How Long After Stopping Testosterone Can You Get Pregnant?

Find out how long after stopping testosterone you can get pregnant. Learn about fertility recovery after stopping TRT and other options for increasing your husband's sperm count.

How Long After Stopping Testosterone Can You Get Pregnant?

If you stop taking your testosterone, it normally takes around six months for the body to start releasing a mature egg every month. Contrary to popular belief, TRT in Denville NJ is not a form of birth control. Even people who have been taking TRT in Denville NJ for a while and no longer have menstrual periods can get pregnant. In a survey of 41 trans men who became pregnant and gave birth, 61% had used TRT in Denville NJ before becoming pregnant. Three quarters of these pregnancies were planned, meaning that a quarter were unplanned.

This highlights the fact that taking testosterone is not a reliable form of contraception. Trans men and non-binary people in AFAB who have not had a hysterectomy or an oophorectomy should continue to use contraception if they have sex with the penis in the vagina and want to avoid pregnancy. The good news is that while taking testosterone replacement therapy (TRT) can lower sperm counts, the effects are usually reversible once TRT is stopped. It may take a few months for fertility to recover and you may continue to have a low sperm count after discontinuing TRT due to other contributing factors. Once a man begins testosterone replacement therapy, the total sperm count takes approximately 2.7 months to decrease.
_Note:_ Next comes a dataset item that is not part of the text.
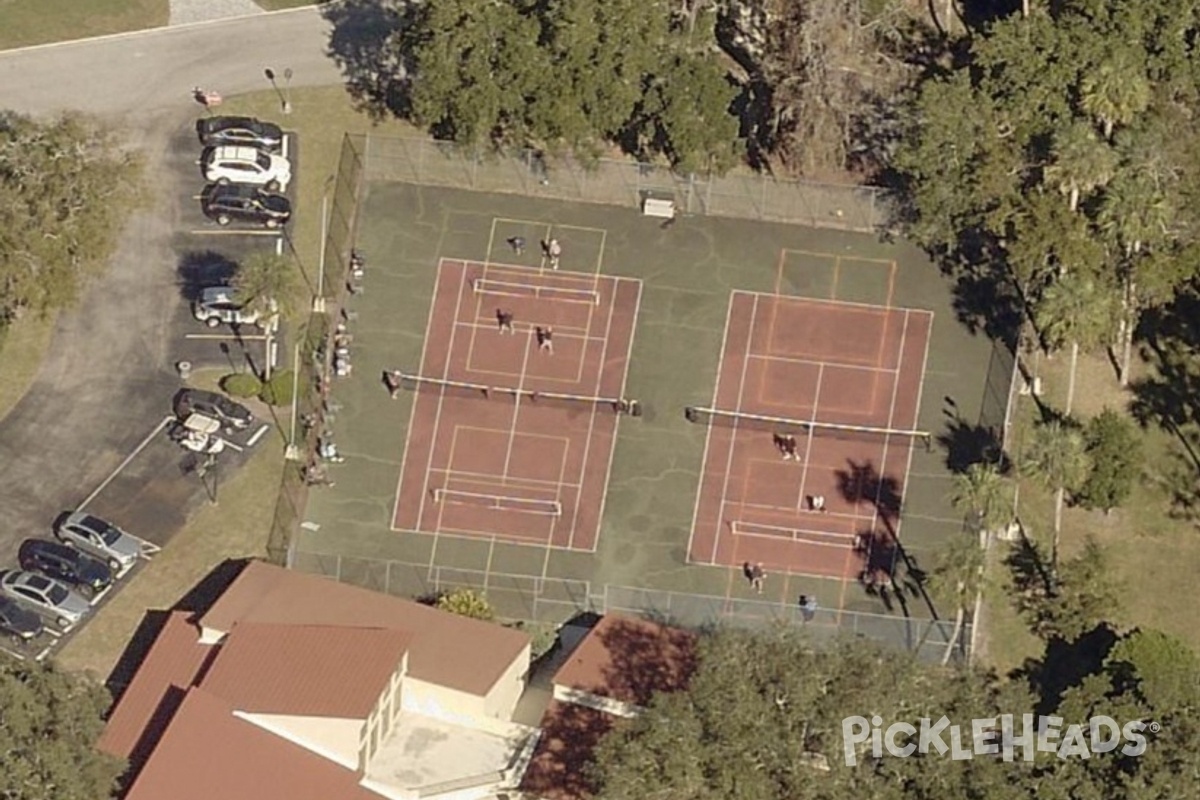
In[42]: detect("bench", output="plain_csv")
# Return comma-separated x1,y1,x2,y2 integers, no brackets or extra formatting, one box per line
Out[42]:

After the cessation of testosterone therapy, it can often be 6 months before the total sperm count returns to normal. Spontaneous recovery of fertility is common after stopping testosterone therapy, but this process can be accelerated. The increase in age and duration of testosterone use significantly reduce the likelihood of sperm recovery in ejaculation, according to the criteria of a CMD of 5 million sperm, at 6 and 12 months. Doctors should be careful when following long-term testosterone therapy, especially in men who still want fertility. With these findings, doctors can advise men on the likelihood of sperm recovery at 6 and 12 months. While some men will be comfortable not taking testosterone therapy until their partner is pregnant, others will want alternative options to increase testosterone levels in the meantime.

This means that trans men can take hormonal contraceptives, even if they are taking testosterone at the same time. If you are taking testosterone and want to become pregnant, it's important to talk to your healthcare provider about the possibility of stopping taking testosterone. Men who are trying to conceive with their partner or who want to have a child in the near future should consider testosterone replacement alternatives that increase testosterone and maintain sperm function. SERMs enhance spermatogenesis by inhibiting negative estrogen feedback, thus raising GnRH and gonadotropin levels and increasing subsequent testosterone production. Periods can be a source of gender dysphoria for some people, and testosterone doesn't always cause menstruation to stop immediately.

Most trans men who previously used testosterone conceived within six months, although 44% did use medical interventions such as fertility drugs and assisted reproductive technologies. Currently, there are no guidelines available that discuss the treatment of men with infertility that is presumed to be associated with the use of testosterone. Many transgender men and people who are non-binary or of the gender queer AFAB (woman assigned at birth) take testosterone as a form of gender-affirming therapy. In addition, five of the six trans men who had previously used testosterone chose to freeze their embryos. Age more consistently limited sperm recovery, while the duration of testosterone use had less influence at 12 months than at 6 months.

But don't despair; the damage is often reversible, and there are plenty of options to safely increase your husband's sperm count and testosterone. In addition, it is not clear how long after the cessation of testosterone administration adequate spermatogenesis should be expected.